Segundo Camargo (2003), a literatura, por ser um sistema que está inserido no sistema cultural mais amplo, viabiliza diversas relações com outras artes e mídias fazendo surgir, assim, outras linguagens/discursos. Assim, depara-se com uma diversidade e pluralidade de linguagens, que exigem que o leitor/espectador contemporâneo amplie a sua leitura de mundo e concepção de arte. É necessário que esteja aberto para ler e interpretar o mundo por meio das mais diversas manifestações de linguagem. Quando se busca diferentes leituras, sobre uma mesma temática, a partir de diferentes discursos, possibilita-se o aprimoramento e ampliação da forma de ver e compreender o mundo.
Literatura e cinema, como formas de expressão artística, têm dialogado de maneira cada vez mais próxima. A literatura tem servido como fonte inspiradora para a produção de diversos filmes e, esta prática, embora bastante antiga, continua crescendo a cada dia. Por outro lado, o cinema também tem influenciado o modo cinematográfico e imagético como as obras literárias vêm sendo construídas.
Marinyze Prates (1995) afirma que o que levou o cinema a buscar uma aproximação cada vez maior com a literatura foi a necessidade de adquirir autonomia, na condição de meio de expressão artística. E foi a partir dessa preocupação, que milhares de obras literárias passaram a servir como referencial para o cinema, originando assim as conhecidas adaptações. Vale salientar que, neste trabalho, o processo de adaptação de uma obra literária para o cinema será compreendido como uma modalidade de tradução, o que Roman Jakobson (1969) chamou de tradução intersemiótica. E, nesse sentido, ao operar com dois sistemas de signos diferentes – a literatura e o cinema – a tradução não deve ser entendida como um mero transporte de significados, como se o texto de partida fosse um objeto estável e transportável que se reproduzirá integralmente no texto de chegada. A tradução de obras literárias para o cinema, nessa perspectiva, será aqui compreendida como um processo criativo e dinâmico, já que para reescrever um texto fílmico a partir da literatura, é preciso levar em conta que a literatura e o cinema são expressões artísticas diferentes e, portanto, sujeitas a transformação nesse processo de tradução.

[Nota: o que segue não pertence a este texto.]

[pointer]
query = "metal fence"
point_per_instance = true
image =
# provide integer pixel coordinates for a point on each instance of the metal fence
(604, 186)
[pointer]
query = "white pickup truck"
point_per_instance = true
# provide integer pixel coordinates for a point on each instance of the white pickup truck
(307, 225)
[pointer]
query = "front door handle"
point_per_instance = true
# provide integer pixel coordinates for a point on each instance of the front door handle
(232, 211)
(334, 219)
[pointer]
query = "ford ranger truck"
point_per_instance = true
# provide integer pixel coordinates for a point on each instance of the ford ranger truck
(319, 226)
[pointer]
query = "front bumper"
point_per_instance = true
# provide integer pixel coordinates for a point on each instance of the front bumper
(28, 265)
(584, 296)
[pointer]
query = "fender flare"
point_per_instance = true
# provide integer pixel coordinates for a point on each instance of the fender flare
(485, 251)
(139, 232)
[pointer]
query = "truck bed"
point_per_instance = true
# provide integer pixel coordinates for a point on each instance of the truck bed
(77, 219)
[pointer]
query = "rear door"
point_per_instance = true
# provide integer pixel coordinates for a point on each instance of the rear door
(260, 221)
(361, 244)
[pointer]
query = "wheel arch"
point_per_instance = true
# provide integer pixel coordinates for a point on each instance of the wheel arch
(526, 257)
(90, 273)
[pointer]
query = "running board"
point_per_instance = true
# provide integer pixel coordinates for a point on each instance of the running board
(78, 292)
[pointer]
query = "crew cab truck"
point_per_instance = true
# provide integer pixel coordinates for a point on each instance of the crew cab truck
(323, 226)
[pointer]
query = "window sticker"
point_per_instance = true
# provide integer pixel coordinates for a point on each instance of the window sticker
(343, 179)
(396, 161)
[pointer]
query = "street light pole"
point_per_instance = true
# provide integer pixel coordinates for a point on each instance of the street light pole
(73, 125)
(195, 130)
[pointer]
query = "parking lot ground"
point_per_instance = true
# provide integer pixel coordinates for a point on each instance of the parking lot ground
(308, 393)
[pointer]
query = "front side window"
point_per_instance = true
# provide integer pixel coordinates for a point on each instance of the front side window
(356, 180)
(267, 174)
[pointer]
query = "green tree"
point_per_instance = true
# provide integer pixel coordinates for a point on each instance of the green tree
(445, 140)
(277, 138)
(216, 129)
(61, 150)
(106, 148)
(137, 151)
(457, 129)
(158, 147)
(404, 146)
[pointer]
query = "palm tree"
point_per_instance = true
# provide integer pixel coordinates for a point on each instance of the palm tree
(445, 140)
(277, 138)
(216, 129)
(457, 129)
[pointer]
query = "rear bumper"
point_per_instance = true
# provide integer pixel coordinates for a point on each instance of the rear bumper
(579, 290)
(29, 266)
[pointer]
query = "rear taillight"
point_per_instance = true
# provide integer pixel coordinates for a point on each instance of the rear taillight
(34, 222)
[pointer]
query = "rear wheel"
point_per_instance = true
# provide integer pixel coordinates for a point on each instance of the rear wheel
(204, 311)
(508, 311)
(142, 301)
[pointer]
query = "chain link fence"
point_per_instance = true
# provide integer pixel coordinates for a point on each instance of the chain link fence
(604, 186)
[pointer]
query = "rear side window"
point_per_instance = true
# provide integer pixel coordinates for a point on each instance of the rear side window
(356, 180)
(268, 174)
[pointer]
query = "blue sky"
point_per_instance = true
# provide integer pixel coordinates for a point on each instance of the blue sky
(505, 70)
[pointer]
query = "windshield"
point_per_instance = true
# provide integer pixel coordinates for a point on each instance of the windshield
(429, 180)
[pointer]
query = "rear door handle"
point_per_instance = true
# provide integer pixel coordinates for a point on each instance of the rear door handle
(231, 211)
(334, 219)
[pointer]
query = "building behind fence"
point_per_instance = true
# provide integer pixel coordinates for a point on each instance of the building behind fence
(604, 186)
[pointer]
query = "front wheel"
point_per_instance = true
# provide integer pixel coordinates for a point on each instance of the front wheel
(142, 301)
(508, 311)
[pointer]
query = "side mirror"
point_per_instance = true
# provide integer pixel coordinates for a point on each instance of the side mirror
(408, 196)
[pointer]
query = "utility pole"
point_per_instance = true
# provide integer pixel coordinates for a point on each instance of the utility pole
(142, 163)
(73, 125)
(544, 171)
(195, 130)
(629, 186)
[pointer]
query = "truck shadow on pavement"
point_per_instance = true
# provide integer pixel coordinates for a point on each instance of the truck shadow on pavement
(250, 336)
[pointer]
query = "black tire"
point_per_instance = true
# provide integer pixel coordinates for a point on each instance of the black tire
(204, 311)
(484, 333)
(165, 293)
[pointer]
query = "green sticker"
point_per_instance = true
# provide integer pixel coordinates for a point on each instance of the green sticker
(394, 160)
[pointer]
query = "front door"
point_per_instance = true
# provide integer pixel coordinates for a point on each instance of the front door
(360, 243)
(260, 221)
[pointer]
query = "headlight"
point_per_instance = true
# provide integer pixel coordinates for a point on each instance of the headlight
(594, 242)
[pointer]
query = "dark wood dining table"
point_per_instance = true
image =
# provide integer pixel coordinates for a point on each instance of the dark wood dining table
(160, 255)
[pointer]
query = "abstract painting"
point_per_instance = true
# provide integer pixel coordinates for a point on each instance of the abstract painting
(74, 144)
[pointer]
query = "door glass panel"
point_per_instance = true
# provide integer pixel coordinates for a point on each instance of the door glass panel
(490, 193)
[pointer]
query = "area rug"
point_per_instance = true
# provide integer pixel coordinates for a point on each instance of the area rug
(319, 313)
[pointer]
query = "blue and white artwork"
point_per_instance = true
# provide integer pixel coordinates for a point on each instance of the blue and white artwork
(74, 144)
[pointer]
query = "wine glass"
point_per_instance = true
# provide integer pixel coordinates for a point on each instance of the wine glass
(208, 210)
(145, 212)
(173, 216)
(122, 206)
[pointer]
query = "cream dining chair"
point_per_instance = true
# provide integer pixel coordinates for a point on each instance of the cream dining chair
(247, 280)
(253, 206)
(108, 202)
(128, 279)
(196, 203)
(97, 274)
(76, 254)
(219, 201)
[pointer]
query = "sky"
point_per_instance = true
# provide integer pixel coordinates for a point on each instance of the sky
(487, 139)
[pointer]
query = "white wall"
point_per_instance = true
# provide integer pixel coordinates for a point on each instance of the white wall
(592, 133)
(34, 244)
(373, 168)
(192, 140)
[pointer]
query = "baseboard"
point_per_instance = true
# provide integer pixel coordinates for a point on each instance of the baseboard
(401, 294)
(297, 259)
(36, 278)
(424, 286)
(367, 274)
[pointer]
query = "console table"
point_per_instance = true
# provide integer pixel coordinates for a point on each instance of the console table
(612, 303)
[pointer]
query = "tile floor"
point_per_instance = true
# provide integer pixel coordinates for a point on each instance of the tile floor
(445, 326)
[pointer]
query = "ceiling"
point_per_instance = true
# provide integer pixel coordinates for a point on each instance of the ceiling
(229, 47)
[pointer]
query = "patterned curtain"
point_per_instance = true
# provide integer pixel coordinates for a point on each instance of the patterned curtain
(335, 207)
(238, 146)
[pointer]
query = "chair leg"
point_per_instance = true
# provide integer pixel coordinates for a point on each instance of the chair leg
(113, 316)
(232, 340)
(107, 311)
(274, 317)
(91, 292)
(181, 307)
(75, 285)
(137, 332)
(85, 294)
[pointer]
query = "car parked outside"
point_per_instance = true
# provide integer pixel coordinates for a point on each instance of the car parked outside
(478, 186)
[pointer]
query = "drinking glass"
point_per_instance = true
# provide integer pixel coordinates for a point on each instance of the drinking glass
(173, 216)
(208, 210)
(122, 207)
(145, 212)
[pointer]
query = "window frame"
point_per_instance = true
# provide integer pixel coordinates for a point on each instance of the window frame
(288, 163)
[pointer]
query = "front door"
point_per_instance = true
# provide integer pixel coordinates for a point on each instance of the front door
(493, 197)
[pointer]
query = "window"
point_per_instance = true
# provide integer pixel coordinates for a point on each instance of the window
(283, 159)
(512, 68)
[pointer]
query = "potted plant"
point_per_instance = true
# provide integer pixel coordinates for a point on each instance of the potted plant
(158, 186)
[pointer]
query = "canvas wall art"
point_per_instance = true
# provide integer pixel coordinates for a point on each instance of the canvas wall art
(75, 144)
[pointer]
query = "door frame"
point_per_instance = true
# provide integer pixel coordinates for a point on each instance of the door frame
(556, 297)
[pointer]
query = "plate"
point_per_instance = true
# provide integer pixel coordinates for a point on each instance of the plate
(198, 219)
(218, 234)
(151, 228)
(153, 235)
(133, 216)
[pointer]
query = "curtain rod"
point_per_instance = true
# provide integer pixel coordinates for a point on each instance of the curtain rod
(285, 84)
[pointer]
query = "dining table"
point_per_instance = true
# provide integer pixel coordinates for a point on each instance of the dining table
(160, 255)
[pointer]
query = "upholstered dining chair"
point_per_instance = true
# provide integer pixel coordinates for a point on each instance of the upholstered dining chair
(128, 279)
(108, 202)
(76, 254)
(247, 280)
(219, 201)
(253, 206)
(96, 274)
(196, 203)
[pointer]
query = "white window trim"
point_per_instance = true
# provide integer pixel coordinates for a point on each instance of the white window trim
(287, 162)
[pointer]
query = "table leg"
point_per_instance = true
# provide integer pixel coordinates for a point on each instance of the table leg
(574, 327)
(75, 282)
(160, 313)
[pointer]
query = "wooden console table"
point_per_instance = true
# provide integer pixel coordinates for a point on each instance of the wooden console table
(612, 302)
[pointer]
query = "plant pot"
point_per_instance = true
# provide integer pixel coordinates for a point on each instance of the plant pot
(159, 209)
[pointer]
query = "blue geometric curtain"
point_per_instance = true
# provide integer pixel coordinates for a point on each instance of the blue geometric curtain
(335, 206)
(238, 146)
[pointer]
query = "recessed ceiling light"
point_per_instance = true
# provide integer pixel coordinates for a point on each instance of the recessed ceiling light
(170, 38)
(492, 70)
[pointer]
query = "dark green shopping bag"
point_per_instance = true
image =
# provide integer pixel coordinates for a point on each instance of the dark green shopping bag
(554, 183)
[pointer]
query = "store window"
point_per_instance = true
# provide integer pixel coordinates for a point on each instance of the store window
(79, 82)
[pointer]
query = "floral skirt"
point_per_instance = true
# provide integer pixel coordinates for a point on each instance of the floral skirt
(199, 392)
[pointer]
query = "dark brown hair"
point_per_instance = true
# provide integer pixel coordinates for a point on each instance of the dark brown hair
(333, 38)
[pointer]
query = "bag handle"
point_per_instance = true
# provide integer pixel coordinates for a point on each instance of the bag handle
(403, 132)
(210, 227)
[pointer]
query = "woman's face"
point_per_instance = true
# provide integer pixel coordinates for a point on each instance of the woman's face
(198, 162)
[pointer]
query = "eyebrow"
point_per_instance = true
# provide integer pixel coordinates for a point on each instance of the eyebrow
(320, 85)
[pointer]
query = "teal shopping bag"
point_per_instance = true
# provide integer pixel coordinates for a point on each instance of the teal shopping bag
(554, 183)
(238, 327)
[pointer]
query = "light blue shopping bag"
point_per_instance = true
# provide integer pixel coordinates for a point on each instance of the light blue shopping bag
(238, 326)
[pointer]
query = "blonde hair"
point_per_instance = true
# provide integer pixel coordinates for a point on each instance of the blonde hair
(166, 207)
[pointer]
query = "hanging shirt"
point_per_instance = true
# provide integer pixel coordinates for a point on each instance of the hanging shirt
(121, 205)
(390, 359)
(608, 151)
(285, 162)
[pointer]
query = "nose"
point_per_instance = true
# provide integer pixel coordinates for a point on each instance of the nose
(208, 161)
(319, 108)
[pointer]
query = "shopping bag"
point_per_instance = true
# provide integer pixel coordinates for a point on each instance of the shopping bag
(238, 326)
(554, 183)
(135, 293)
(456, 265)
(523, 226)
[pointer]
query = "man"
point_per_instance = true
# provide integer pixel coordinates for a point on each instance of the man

A expressão literária é constituída de palavras, e essas, no processo de construção de sentido, por sua vez, se encarregam de construir imagens na mente do leitor. Por outro lado, a expressão cinematográfica é constituída pela combinação entre imagem (em movimento), som, música e palavra. Sendo assim, a literatura que é interpretada pelo cinema deve ser compreendida como um material estético destinado a um outro campo da estética. Por isso, um livro ao ser adaptado/traduzido para o cinema deve-se submeter às transformações impostas pelas especificidades da narrativa cinematográfica.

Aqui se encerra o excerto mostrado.